Two blocks are shown in the figure from below. Both have the same mass and are at $28^{\circ}C$. After the collision both are stick together and only absorb 30% of the dissipated energy which acts to increase their temperature. Using this information find the change in their temperature (in $10^{-3}\,^{\circ}C$) of the blocks.
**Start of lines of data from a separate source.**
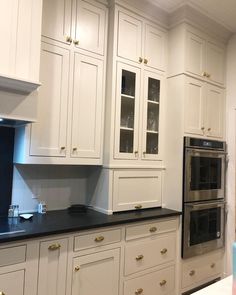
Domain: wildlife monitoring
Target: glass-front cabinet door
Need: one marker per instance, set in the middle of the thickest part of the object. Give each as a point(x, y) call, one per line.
point(151, 116)
point(127, 111)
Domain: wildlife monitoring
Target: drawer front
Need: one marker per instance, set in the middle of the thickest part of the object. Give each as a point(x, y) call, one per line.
point(201, 268)
point(153, 252)
point(136, 189)
point(159, 282)
point(150, 229)
point(12, 255)
point(91, 240)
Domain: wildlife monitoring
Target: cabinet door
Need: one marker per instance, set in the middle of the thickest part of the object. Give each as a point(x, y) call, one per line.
point(57, 19)
point(48, 134)
point(90, 27)
point(52, 267)
point(215, 62)
point(127, 112)
point(195, 54)
point(155, 48)
point(96, 274)
point(214, 115)
point(194, 107)
point(151, 114)
point(129, 37)
point(87, 113)
point(12, 283)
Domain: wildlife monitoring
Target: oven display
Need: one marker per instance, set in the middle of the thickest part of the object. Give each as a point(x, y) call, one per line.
point(205, 225)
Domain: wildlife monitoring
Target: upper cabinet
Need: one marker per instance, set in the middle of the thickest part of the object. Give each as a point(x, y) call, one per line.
point(195, 53)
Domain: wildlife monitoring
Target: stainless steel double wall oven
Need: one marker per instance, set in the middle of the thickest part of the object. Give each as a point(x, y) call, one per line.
point(203, 196)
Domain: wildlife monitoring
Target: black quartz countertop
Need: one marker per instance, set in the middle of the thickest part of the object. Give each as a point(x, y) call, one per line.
point(60, 221)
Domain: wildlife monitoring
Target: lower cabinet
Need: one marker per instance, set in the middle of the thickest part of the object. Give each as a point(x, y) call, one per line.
point(96, 274)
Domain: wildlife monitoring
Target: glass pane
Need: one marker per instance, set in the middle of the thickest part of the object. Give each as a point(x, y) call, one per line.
point(127, 112)
point(128, 83)
point(152, 143)
point(126, 141)
point(152, 117)
point(153, 89)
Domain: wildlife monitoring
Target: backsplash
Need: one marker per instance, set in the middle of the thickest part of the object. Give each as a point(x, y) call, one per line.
point(58, 186)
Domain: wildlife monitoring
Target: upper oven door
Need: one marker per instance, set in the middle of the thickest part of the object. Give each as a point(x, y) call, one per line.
point(204, 175)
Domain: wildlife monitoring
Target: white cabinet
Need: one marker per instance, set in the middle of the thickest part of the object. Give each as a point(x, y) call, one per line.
point(141, 41)
point(53, 267)
point(96, 273)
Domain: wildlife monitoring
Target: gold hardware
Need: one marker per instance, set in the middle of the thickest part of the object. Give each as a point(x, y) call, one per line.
point(54, 247)
point(163, 282)
point(139, 257)
point(99, 239)
point(192, 273)
point(138, 291)
point(68, 39)
point(153, 229)
point(164, 251)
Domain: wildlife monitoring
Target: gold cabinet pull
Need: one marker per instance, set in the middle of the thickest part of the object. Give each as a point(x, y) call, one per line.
point(53, 247)
point(138, 291)
point(139, 257)
point(163, 283)
point(163, 251)
point(99, 239)
point(192, 273)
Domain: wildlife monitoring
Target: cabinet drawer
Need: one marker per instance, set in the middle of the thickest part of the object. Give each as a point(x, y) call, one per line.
point(150, 229)
point(136, 189)
point(95, 239)
point(150, 253)
point(201, 268)
point(159, 282)
point(12, 255)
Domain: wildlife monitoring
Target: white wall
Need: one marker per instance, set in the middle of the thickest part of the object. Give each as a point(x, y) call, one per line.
point(230, 137)
point(58, 186)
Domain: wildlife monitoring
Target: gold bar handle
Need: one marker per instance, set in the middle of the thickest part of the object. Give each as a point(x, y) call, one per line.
point(54, 247)
point(138, 291)
point(139, 257)
point(99, 239)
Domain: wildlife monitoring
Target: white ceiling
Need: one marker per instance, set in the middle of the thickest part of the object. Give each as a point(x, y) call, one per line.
point(221, 11)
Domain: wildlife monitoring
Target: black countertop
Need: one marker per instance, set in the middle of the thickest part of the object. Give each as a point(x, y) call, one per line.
point(57, 222)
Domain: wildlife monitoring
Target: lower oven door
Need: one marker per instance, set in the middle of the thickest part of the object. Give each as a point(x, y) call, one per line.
point(203, 228)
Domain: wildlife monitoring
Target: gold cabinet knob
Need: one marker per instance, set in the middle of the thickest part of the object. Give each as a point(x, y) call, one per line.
point(163, 283)
point(164, 251)
point(53, 247)
point(192, 273)
point(99, 239)
point(139, 257)
point(138, 291)
point(153, 229)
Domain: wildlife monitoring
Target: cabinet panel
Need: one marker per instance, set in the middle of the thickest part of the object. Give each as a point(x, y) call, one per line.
point(87, 107)
point(194, 106)
point(90, 27)
point(57, 19)
point(48, 135)
point(129, 37)
point(12, 283)
point(52, 267)
point(96, 274)
point(155, 48)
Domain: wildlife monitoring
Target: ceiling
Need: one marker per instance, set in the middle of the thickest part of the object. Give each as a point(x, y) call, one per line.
point(221, 11)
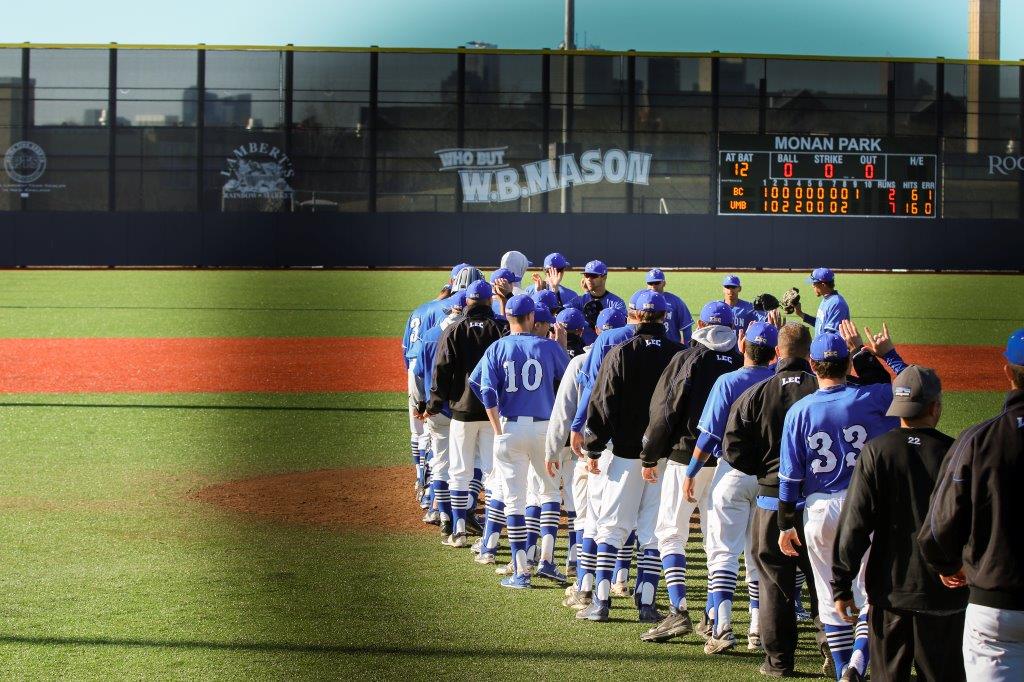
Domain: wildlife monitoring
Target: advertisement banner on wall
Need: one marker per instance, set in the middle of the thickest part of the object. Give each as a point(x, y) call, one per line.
point(486, 176)
point(25, 165)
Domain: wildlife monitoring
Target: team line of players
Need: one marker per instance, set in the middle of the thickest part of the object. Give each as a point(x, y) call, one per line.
point(630, 417)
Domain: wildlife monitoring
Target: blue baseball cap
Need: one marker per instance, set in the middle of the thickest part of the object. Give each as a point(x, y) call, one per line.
point(717, 312)
point(821, 274)
point(546, 297)
point(652, 301)
point(478, 290)
point(520, 304)
point(542, 313)
point(572, 318)
point(763, 334)
point(1015, 347)
point(556, 260)
point(610, 318)
point(828, 345)
point(456, 300)
point(505, 273)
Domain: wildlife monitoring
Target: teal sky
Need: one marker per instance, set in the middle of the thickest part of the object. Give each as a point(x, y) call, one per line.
point(896, 28)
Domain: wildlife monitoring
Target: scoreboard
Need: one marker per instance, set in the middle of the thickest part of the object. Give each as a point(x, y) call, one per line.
point(826, 175)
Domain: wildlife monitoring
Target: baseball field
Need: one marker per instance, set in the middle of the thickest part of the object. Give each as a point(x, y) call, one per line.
point(206, 476)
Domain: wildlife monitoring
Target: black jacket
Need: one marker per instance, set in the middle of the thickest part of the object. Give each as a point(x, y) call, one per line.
point(620, 401)
point(754, 431)
point(888, 496)
point(679, 399)
point(974, 519)
point(459, 349)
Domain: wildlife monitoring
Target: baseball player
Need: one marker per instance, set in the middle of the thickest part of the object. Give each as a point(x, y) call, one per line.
point(470, 454)
point(822, 436)
point(564, 467)
point(595, 297)
point(586, 488)
point(517, 263)
point(678, 321)
point(554, 269)
point(834, 308)
point(913, 616)
point(620, 408)
point(515, 381)
point(742, 310)
point(436, 425)
point(674, 413)
point(733, 493)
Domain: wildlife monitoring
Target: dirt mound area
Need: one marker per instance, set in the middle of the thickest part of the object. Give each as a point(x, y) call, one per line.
point(370, 499)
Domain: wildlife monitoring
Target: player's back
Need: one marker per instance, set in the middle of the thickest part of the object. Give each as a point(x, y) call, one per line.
point(828, 428)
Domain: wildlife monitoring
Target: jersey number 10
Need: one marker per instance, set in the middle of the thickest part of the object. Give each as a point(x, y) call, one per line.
point(531, 374)
point(821, 443)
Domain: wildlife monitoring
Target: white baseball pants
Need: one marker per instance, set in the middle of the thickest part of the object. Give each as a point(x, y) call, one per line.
point(820, 525)
point(470, 446)
point(629, 502)
point(993, 643)
point(733, 498)
point(438, 427)
point(673, 527)
point(518, 452)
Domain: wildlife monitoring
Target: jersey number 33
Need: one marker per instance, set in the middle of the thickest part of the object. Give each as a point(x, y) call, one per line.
point(825, 460)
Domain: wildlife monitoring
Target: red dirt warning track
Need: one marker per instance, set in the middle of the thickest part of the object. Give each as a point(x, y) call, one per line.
point(305, 365)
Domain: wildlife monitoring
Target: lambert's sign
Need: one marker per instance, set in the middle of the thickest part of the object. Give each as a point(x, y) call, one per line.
point(486, 177)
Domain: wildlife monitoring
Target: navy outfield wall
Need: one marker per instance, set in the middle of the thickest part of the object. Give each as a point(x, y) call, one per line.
point(432, 240)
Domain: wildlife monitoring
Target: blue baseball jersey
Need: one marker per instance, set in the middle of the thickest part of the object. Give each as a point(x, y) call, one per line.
point(832, 311)
point(743, 313)
point(588, 375)
point(822, 436)
point(565, 296)
point(727, 388)
point(591, 308)
point(426, 352)
point(518, 375)
point(678, 322)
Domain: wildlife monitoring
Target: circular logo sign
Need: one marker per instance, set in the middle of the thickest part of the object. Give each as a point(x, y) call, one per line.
point(25, 162)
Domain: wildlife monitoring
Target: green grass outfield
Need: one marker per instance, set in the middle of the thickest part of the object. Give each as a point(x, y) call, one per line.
point(112, 570)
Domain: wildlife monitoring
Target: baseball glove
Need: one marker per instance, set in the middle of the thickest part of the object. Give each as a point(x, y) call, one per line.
point(765, 302)
point(790, 299)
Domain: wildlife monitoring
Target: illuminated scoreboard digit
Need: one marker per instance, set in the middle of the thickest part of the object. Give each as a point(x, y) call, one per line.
point(825, 175)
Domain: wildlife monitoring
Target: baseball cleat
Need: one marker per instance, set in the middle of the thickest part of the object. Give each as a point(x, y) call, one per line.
point(621, 590)
point(578, 600)
point(457, 540)
point(520, 582)
point(473, 526)
point(549, 571)
point(649, 613)
point(723, 642)
point(677, 624)
point(851, 675)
You may consider that the $ce_{block}=0.2\frac{cal}{g\cdot ^{\circ}C}$ and $1J=0.24\,\textrm{cal}$

The alternatives are as follows:

$\begin{array}{ll}

1.&80\\

2.&40\\

3.&0.68\\

4.&0.18\\

\end{array}$

What I've attempted here was to use the conservation of momentum as follows:

$p_i=p_f$

Then

$5m+3m=2mu$

$u=4$

Therefore the final kinetic energy is:

$E_k=\frac{1}{2}(2m)(4^2)=16m\,J$

The initial kinetic energy would be the combined kinetic energies of both blocks:

$E_{k1}+E_{k2}=\frac{1}{2}m(5^2)+\frac{1}{2}m(3^2)=17m\,J$

Then the absorbed energy must be difference:

$17m-16m=1m$

From this energy only $30\%$ is used to increase the temperature of the blocks and considering the units from Joules to calories, hence:

$(0.3)(1m)(0.24) = mc_{e}(\Delta T)$

Here the mass is expressed in Kilograms so to be consistent the specific heat is expressed in terms of cal per kilograms celcius.

$(0.3)(1m)(0.24) = mc_{e}\times(10^3)(\Delta T)$

$(0.3)(1)(0.24)=0.2\times 10^3 \Delta T$

$\Delta T = 0.36 \times 10^{-3}$

But supposedly the answer is the fifth alternative according to my book. What could it be what's not right here?. Any help please?.